American Hollow
April 27, 2001 12:16 PM   Subscribe

American Hollow - The Bowling family has lived in the same rural hollow in Kentucky for seven generations. The Washington Post tells their story using the Bowlings' own words (including audio clips) and photographs with a Web site you might expect from PBS. Urban Americans (and others, too) might be surprised to learn that there are many, many families in the U.S. who still live like the Bowlings.

"It's 1998 and we just last year put running water in the house, into my kitchen sink. We did it ourselves. We bought line, hooked into Iree's well, dug up a ditch and ran it to the house. But I still need a bathroom and a septic tank. I got a rinse tub that we take a bath in. I'd rather have a bathtub, but meanwhile I can make do."
posted by ewagoner (8 comments total)
 
Just after graduating high school (summer of 1988), I went with a church group (back before I was born again into atheism) on its annual missionary trip to the "hollers" of West Virginia. It was like seeing a foreign country. The one thing the trip taught me was how ridiculously privileged my peers and I were, and how patronizing the Catholic church really is. The people we met there needed food and shelter, and a decent education of reading and science. We gave them Bible study on how, if they went to church every week, they would be rewarded after they died. Then we went home--bitching the whole time about how the A.C. on the bus was broken.
posted by jpoulos at 12:28 PM on April 27, 2001


A strong argument against cutting the Appalachian Regional Commission funding as submitted in the budget by Bush, Inc.?
posted by nofundy at 12:29 PM on April 27, 2001


I find this story puts me in four camps simultaneously;

1) Well, they're the noble savages, happy as hogs living out their lives and making do with what they have. That's nice. Kinda like the Clampets.

2) Lazy freaking bums don't have a High School Diploma in the bunch, so what should they expect me to feel about them? (OK - One HS Diploma in the whole 'holler'; which gets you exactly the same down there as it ever got up here in the 80's - squat)

3) Boy, I really have a lot of good stuff compared to these guys. I feel guilty.

4) I could take the whole town in a game of applicable and practical knowledge, dead drunk, with half my brain tied behind my back.

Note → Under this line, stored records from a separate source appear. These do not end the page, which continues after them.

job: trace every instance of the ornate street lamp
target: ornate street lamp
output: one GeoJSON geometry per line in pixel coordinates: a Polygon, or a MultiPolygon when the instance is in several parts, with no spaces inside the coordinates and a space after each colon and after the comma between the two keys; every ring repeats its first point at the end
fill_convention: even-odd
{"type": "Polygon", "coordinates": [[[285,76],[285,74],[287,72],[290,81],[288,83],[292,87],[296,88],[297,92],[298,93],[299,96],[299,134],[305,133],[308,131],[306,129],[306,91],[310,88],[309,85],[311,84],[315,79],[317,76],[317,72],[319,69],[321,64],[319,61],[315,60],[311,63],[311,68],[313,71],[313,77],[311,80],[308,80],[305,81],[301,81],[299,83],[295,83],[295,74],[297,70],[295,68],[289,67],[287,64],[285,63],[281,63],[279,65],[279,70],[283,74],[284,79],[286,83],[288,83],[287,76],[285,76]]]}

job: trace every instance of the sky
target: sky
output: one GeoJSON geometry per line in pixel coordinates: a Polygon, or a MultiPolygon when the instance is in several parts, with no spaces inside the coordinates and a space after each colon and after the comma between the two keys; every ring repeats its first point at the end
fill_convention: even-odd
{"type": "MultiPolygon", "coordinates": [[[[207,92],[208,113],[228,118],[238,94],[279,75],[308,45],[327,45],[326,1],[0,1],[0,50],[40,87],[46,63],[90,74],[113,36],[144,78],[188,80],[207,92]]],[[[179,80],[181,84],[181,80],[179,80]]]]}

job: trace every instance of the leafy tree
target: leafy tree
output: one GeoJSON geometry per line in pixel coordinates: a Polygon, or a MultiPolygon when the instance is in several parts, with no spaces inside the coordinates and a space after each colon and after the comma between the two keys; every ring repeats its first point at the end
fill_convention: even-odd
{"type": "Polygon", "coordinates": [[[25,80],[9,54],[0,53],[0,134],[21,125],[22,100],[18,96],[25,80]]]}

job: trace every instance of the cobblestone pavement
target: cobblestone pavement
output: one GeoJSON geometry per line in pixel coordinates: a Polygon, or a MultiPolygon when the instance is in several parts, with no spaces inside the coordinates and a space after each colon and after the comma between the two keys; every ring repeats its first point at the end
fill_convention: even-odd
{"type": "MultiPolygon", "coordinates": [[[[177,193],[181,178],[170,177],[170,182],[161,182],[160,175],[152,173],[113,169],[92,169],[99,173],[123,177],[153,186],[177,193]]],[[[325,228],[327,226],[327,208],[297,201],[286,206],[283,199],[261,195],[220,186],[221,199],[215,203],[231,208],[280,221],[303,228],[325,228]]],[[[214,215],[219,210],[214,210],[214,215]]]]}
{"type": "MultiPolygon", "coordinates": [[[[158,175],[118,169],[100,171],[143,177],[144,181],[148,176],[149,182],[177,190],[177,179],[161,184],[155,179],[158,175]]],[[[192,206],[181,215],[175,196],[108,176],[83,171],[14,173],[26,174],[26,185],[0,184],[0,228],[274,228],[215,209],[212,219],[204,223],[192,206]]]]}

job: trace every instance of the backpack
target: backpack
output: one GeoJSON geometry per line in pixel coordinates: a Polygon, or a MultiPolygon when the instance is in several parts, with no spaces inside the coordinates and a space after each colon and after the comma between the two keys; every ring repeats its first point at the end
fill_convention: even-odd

That's why I can get good stuff - I have something to contribute to society, and don't go grubbin for roots in the hills like a piggy.

I may be un-PC on this, but I'm absolutely sincere on all counts. It's a very weird feeling to be so equally split on this, and feel both justified and predjudiced in equal rations.

A good brain exercise, ewagoner
posted by Perigee at 1:08 PM on April 27, 2001


Wow, great link. These kinds of families are common throughout appalachia. In fact, I come from one of them (my branch actually came down off the mountain in the early part of the century). In fact, I still have distant relations whose daily lives resemble the Bowlings--and they too seem happy. On the whole, I'd rather be what and where I am, but darned if I don't miss that food and the big family environment from time to time.
posted by trox at 1:31 PM on April 27, 2001


on its annual missionary trip to the "hollers" of West Virginia...

Wherein, exactly? It's a bigger state than most people think. I was born and raised in WV, and yet I have never been anywhere near a "holler" like the ones described. Not that I disagree about their existence, but they're not typical of West Virginia, much as some would like to believe otherwise. And you can find places like this in almost every other state as well.
posted by aaron at 2:13 PM on April 27, 2001



Welfare? good than are not black folks or they would get called lots of names instead of being quaint, Let Us Now Praise Famous Men types. What do they do for cable connection? yea. I know. Don't say it about me.
posted by Postroad at 2:43 PM on April 27, 2001


This family seems to have a serious history of alcoholism and spousal abuse. A lot of accidents. The one woman who, "wasn't right" after a rock fell out of a tree and hit her on the head. Yeah right. She also had a husband who beat the hell out of her. The great grandmother was beaten her entire life. One of the men, a drunk, was hit by a car and couldn't read, write, or count afterward. I hate to sound cold, but is there evidence that he could do any of those things before the accident? The family scholar got her GED in Kentucky. She was one of the three sisters from Cincinnati that married into the family. You don't see many people like this anymore, but that is largely because in the early part of the last century there was a conscious effort to get rid of them. Seriously. Look up the Oliver Wendell Holmes "three generations of imbeciles is enough" Supreme Court decision. While I'm not that harsh, it does seem clear to me that the taxpayers of West Virginia will be paying for these people and their descendents for centuries to come unless there is some sort of intervention. I'm not sure what the solution is. You can say that they aren't really bothering anyone, but one of their in-laws was arrested for murder, and violence does tend to run in their family, so I don't think you could just integrate these people into society as a whole.

Sorry for sounding extreme. I'm not. Like I said, I don't know what we can do about this.
posted by hwright at 3:00 PM on April 27, 2001


I have to say that I think it's wonderful that people like this choose to isolate themselves and live off the land. It's less than wonderful that welfare money is subsidizing the effort, though.